L'intégration économique européenne des débuts à la « relance » des années quatre-vingt : la transition vers l'Europe du « big business »

1. Le lancement du processus d'intégration économique européenne : l'influence américaine et le choix européen de la fraction modernisatrice des élites françaises américaine et le choix européen de la fraction modernisatrice des élites françaises

Durant la période initiale du processus d'intégration économique européenne, le rôle joué par la politique européenne des États-Unis est déterminant. Les États-Unis sont alors à l'apogée de leur puissance et constituent la principale puissance européenne. Ceci signifie que tant que n'est pas réglée la question du statut de l'Allemagne dans le système européen issu de la Seconde Guerre mondiale, les États-Unis détiennent les clés de l'évolution ultérieure du capitalisme européen dans la mesure où il leur revient de décider du sort de l'Allemagne. La politique européenne des États-Unis durant cette période initiale délimite les marges de manœuvre des différents acteurs européens et renforce la position de ceux parmi eux qui partagent les objectifs de cette politique. Cette capacité des États-Unis arrive à son terme en 1955 avec l'intégration de l'Allemagne dans l'OTAN. A partir de ce moment-là, le processus d'intégration économique européenne s'autonomise des États-Unis et l'attitude de ceux-ci est de plus en plus déterminée par leurs intérêts économiques, tant commerciaux49 que monétaires/financiers50, plutôt que par leurs intérêts géopolitiques51.
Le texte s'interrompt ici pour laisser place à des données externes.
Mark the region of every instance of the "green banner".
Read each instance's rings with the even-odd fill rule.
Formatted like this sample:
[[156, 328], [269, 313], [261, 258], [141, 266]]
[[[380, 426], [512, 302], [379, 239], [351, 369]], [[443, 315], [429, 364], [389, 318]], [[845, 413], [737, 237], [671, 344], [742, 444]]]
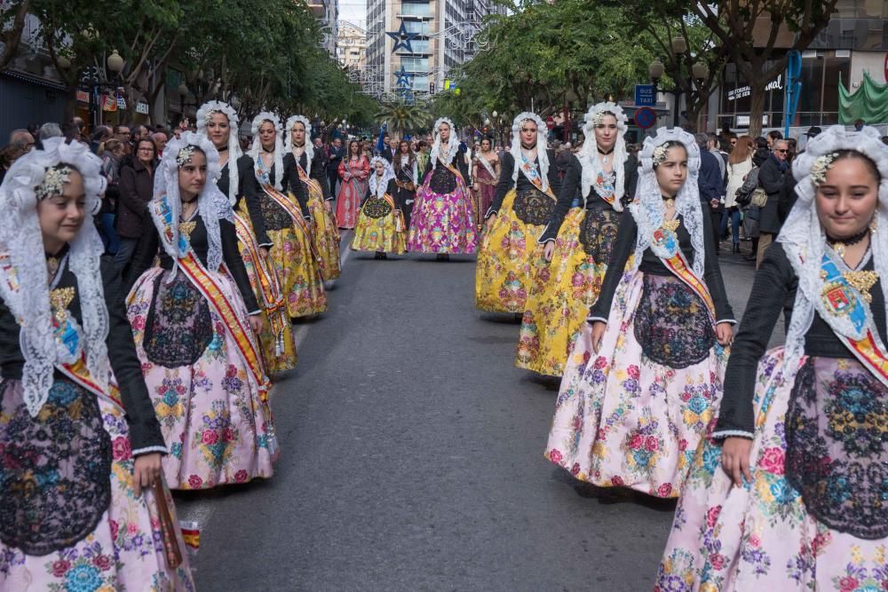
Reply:
[[868, 125], [888, 123], [888, 84], [879, 84], [864, 71], [860, 88], [849, 92], [838, 80], [838, 122], [853, 125], [862, 119]]

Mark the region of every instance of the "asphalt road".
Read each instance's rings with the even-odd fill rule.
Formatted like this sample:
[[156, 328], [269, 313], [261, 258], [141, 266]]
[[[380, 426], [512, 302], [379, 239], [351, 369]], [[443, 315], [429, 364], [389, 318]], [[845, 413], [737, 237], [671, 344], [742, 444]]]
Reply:
[[[721, 260], [740, 318], [751, 264]], [[273, 391], [274, 477], [177, 494], [199, 590], [651, 589], [674, 503], [543, 458], [558, 384], [512, 366], [518, 325], [474, 310], [474, 271], [348, 256]]]

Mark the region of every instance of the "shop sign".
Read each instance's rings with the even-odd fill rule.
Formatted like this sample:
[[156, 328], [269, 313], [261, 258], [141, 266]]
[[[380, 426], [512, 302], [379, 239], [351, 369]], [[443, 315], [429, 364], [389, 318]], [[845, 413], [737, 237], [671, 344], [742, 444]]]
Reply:
[[[768, 85], [765, 87], [765, 91], [782, 91], [783, 90], [783, 75], [778, 74], [777, 77], [768, 83]], [[733, 89], [733, 91], [727, 91], [727, 99], [734, 100], [735, 99], [742, 99], [743, 97], [749, 97], [752, 94], [751, 90], [749, 86], [741, 86], [738, 89]]]

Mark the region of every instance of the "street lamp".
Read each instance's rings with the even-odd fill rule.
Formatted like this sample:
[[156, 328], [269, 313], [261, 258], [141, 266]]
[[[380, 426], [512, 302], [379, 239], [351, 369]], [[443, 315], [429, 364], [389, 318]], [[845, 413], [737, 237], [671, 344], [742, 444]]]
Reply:
[[123, 71], [123, 59], [117, 53], [117, 50], [113, 50], [107, 59], [108, 69], [115, 75]]

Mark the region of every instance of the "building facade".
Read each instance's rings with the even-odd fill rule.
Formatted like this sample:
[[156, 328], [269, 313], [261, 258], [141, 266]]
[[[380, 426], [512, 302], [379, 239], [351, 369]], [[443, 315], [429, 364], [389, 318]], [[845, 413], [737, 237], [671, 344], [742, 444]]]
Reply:
[[442, 90], [477, 52], [485, 17], [502, 10], [492, 0], [368, 0], [365, 91], [424, 98]]
[[336, 51], [337, 59], [344, 67], [364, 67], [367, 64], [367, 31], [354, 23], [340, 21]]
[[[767, 38], [771, 25], [765, 22], [761, 25], [756, 38]], [[795, 36], [789, 30], [781, 31], [775, 46], [789, 49]], [[839, 86], [854, 92], [863, 83], [865, 72], [876, 84], [886, 83], [888, 2], [840, 0], [829, 24], [802, 52], [802, 91], [790, 126], [807, 128], [839, 123], [842, 119]], [[762, 122], [765, 129], [783, 127], [786, 83], [785, 73], [769, 82]], [[725, 124], [733, 129], [749, 127], [749, 83], [733, 64], [725, 66], [721, 86], [709, 107], [712, 115], [707, 118], [707, 128], [720, 129]]]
Si la politique européenne des États-Unis détermine le cadre global, les principaux défis que doivent relever les élites françaises durant les années cinquante découlent de l'état dans lequel se trouve le capitalisme français à la fin de la guerre. Ces défis sont essentiellement deux et bien que distincts, ils se rejoignent. D'abord, le choix entre modernisation de l'appareil productif et généralisation de la production à grande échelle ou protection des structures du capitalisme patrimonial dominant, choix qui oppose un camp « modernisateur » à un camp « malthusien ». Le deuxième choix est celui qui voit s'opposer le choix de l'insertion du capitalisme français dans les circuits commerciaux internationaux et en particulier dans le processus d'intégration commerciale continentale ou le choix de la poursuite de la protection du capitalisme national et du repli commercial sur l'empire. Ce choix oppose le camp libre-échangiste, favorable à une réorientation des échanges extérieurs français vers l'Europe, au camp protectionniste ou « autarchique ».

1.1 Le dessein américain pour l'Europe : la « politique de la productivité » au service de la

49 Dür, 2010, chapitre 4.

50 Loriaux, 1991, chapitre 7 ; Eichengreen, 2008, pp. 126-149.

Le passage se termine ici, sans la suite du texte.